Badanti? Non solo straniere. Anche le donne italiane tornano a fare le “assistenti familiari”: è solo uno dei tanti dati che saranno raccontati oggi alla sala Buzzi di Ravenna (via Berlinguer, 11), dove dalle 9 alle 13,30 si si svolgerà il workshop “Il valore sociale del lavoro di cura”. Tra i relatori anche Daniela Golinelli della Scuola Arti e Mestieri “Angelo Pescarini”, che parlerà del progetto biennale “Interventi per il miglioramento della qualità della vita personale e professionale delle donne, anche migranti, che sono occupate nel lavoro di cura” finanziato dal Ministero del lavoro e delle politiche sociali.
Un progetto che ha visto in questi anni, in provincia di Ravenna, l’istituzione di una banca dati delle “badanti” legata ai quattro sportelli “Badami” presenti a Ravenna, Cervia (questi due potenziati) ma anche Faenza e Massa Lombarda (questi due attivati ex novo): “Uno strumento utilizzato moltissimo dalle famiglie per avere informazioni sulle assistenti familiari, sulla loro provenienza, formazione e disponibilità oraria”. Perché nell’organizzazione familiare, la gestione di un anziano o di un malato – che pesa in genere sulle spalle delle donne – è un carico da affrontare al pari di quello dei bambini. Il tema della conciliazione, insomma, torna attuale anche qui: “Le donne – spiega Golinelli – sono le figure che si occupano quasi sempre anche degli anziani. E devono quindi far combaciare lavoro, figli, casa e genitori o suoceri. Ma c’è un’altra realtà: le donne sono anche quelle che della crisi hanno risentito di più, perdendo più degli uomini il lavoro. E quindi si è registrato un calo nelle richieste di colf e badanti. Allo stesso tempo le italiane tornano a proporsi come assistenti familiari, un mestiere che da tempo non facevano più, lasciando spazio alle straniere”.
Un segnale forte che emerge dalla ricerca “Il fenomeno dell’assistenza familiare nella provincia di Ravenna” curata da Laura Giorgini di Libra proprio nell’ambito del progetto sostenuto da Roma: 93 su 479 risultano le assistenti familiari italiane iscritte alla banca dati. Tra le sole italiane, 25 hanno un diploma di istruzione superiore e due, addirittura, sono laureate. Le nazionalità più rappresentate sono, nell’ordine, Romania, Italia, Moldavia, Ucraina e Bulgaria. E anche tra le assistenti straniere, le laureate ci sono eccome.
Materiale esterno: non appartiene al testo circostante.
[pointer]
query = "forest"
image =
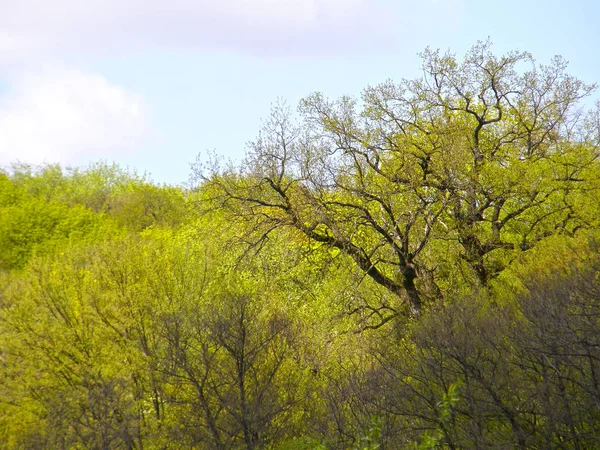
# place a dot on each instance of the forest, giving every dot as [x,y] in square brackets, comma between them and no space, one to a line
[414,268]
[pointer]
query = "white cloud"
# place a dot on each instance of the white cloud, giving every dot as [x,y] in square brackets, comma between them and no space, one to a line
[38,28]
[59,114]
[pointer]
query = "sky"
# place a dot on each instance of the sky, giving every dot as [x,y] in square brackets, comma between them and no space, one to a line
[152,84]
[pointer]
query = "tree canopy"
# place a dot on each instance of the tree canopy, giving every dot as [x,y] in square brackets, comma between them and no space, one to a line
[475,161]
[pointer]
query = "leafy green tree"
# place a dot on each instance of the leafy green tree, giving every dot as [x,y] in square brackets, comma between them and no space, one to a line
[467,166]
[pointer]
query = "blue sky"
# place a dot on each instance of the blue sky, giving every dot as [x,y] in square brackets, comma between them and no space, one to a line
[150,84]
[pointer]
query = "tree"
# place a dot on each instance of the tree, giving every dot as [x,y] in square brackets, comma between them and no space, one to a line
[467,166]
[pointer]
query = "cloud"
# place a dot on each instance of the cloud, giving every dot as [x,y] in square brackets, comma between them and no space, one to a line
[34,28]
[59,114]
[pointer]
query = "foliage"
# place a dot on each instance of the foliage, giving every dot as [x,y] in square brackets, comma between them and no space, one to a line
[419,269]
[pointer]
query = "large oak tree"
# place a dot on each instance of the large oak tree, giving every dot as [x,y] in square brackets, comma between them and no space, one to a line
[475,161]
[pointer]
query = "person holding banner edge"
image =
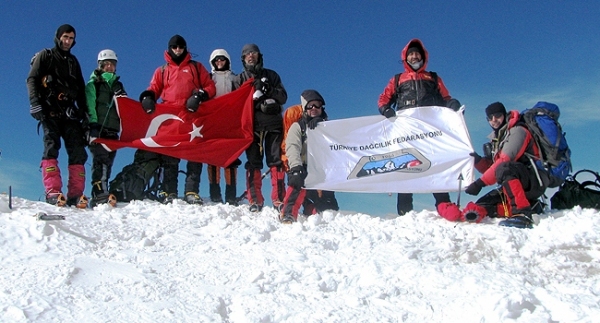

Ma il titolo di studio per molte di loro è nel dimenticatoio: per la stragrande maggioranza si tratta di “adattarsi” per mandare i soldi a casa, spesso ai figli lontani (ce lo raccontava Marinela Ciochina qui).
Ai partecipanti al workshop sarà donato il libro fotografico Io non m’arrendo. Dieci storie di donne “Badanti” (edizioni Moderna) di Giampiero Corelli e Carla Baroncelli. A supporto dell’iniziativa, sempre alla sala Buzzi è stata allestita fino al 29 maggio, la mostra fotografica dal titolo “Io non m’arrendo…”.